Riot Platforms (RIOT) shares rose 5% pre-market after the bitcoin mining company unexpectedly posted a third-quarter profit on record revenue.
Net income was $104.5 million, or 26 cents per diluted share, compared with a loss of $154.4 million, or 54 cents, the year before. The company had been expected to post a 12 cent-a-share loss, according to Zacks Equity Research.
Revenue more than doubled to $180.2 million from the year-earlier quarter, driven mainly by a $93 million increase in bitcoin mining revenue, the company said. Riot mined 1,406 bitcoin during the quarter at an average cost of $46,324 per coin.
The revenue gain at Riot, one of the first mining companies to report, was fueled mainly by a bitcoin price that rose 6.4% in the quarter and greater operational capacity. The company recorded a $133 million mark-to-market gain on its bitcoin holdings, currently 19,287 BTC valued at roughly $2.2 billion as of Sept. 30.
The Castle Rock, Colorado company, which develops and operates large-scale data centers, also announced the initiation of 112 megawatts of core and shell development at its Corsicana, Texas data center campus, following land acquisition and design completion milestones.

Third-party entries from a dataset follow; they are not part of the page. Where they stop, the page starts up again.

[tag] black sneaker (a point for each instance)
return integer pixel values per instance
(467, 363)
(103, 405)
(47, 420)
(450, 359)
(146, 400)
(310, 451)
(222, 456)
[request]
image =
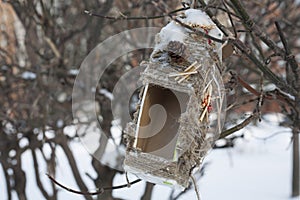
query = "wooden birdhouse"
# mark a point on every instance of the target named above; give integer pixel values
(179, 115)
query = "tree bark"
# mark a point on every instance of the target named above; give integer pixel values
(295, 176)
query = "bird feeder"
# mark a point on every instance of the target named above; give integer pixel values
(179, 115)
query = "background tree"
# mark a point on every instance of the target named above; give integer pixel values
(42, 44)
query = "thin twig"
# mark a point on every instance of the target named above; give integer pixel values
(238, 127)
(123, 17)
(196, 188)
(98, 190)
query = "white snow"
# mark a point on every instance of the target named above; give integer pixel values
(258, 167)
(28, 75)
(175, 32)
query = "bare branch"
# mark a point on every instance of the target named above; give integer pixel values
(87, 193)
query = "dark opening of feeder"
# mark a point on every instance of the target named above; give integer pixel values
(158, 121)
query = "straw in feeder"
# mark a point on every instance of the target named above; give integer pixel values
(179, 115)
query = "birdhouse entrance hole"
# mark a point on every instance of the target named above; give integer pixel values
(158, 120)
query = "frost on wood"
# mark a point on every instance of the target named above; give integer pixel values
(180, 112)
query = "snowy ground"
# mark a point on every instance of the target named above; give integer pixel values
(256, 168)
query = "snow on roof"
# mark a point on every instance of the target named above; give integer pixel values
(175, 32)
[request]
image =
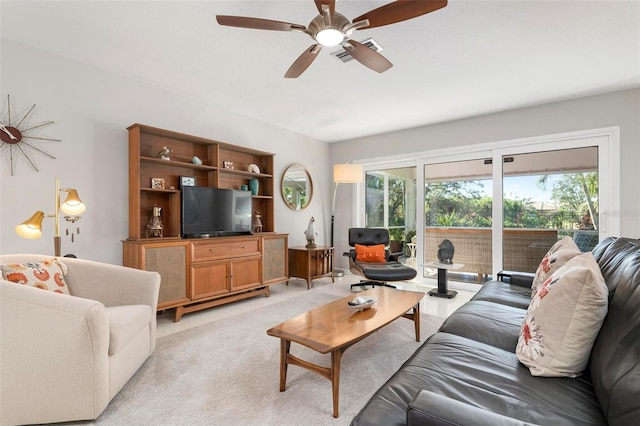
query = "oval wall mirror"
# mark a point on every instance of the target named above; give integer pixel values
(297, 187)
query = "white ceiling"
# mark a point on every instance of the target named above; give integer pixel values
(470, 58)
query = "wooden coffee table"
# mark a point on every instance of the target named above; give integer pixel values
(334, 327)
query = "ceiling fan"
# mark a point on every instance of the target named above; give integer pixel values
(331, 28)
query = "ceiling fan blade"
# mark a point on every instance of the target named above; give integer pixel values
(303, 61)
(257, 23)
(331, 3)
(367, 57)
(400, 10)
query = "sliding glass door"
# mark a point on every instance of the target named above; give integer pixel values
(543, 195)
(548, 195)
(458, 207)
(390, 202)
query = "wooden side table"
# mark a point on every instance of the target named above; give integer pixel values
(311, 263)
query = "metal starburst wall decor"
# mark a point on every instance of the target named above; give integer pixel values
(20, 137)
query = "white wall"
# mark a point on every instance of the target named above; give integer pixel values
(612, 109)
(92, 109)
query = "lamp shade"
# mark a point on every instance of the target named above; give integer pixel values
(32, 227)
(73, 205)
(347, 173)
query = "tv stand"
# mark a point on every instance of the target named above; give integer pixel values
(203, 270)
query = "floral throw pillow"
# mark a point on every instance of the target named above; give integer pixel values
(46, 275)
(559, 254)
(563, 319)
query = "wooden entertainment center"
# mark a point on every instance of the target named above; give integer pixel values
(203, 272)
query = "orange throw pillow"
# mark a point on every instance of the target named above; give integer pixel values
(370, 254)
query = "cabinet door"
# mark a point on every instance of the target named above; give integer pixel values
(274, 259)
(210, 279)
(170, 261)
(246, 273)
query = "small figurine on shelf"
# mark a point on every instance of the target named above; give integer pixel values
(257, 222)
(164, 153)
(310, 234)
(155, 227)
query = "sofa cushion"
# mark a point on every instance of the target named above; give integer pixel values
(370, 254)
(487, 322)
(485, 377)
(505, 294)
(564, 319)
(46, 275)
(614, 365)
(125, 322)
(559, 254)
(611, 259)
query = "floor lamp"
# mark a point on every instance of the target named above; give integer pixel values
(343, 173)
(72, 207)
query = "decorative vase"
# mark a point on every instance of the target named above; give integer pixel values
(254, 185)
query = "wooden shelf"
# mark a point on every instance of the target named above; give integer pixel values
(144, 144)
(175, 163)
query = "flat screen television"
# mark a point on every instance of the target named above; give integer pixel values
(214, 212)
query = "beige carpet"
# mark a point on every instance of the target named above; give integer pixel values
(227, 373)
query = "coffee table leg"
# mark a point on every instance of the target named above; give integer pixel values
(336, 357)
(285, 346)
(416, 320)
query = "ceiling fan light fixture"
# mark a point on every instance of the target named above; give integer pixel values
(329, 37)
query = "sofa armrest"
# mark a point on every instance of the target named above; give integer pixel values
(522, 279)
(52, 345)
(112, 285)
(430, 408)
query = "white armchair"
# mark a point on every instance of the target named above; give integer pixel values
(63, 358)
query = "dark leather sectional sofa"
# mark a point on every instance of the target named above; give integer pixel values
(468, 373)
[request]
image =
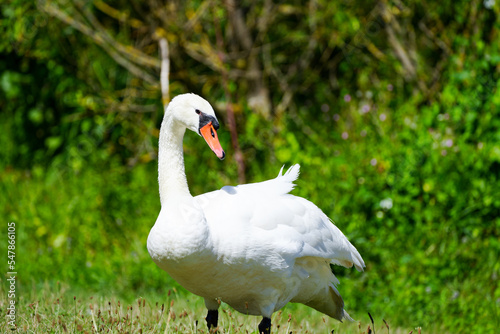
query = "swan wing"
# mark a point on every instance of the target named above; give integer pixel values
(263, 222)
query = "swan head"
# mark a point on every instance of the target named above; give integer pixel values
(197, 115)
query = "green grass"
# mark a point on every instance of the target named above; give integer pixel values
(58, 309)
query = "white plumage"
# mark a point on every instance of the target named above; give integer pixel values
(254, 246)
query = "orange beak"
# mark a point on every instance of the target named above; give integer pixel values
(210, 135)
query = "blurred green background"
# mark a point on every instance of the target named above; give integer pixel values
(392, 109)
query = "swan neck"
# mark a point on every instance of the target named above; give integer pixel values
(171, 171)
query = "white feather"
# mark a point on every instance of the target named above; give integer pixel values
(253, 246)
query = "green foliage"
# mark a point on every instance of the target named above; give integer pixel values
(403, 154)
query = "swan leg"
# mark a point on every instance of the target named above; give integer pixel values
(212, 318)
(265, 326)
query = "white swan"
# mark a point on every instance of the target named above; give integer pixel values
(253, 246)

CEO Jason Les said these developments mark a pivotal step toward transforming Riot into a large-scale, multifaceted data center operator leveraging its land and power assets.
Riot held 19,287 bitcoin — 3,300 are held as collateral — valued at roughly $2.2 billion as of Sept. 30.
UPDATE (Oct. 31, 09:50 UTC): Adds revenue drivers, mark-to-market in fourth paragraph.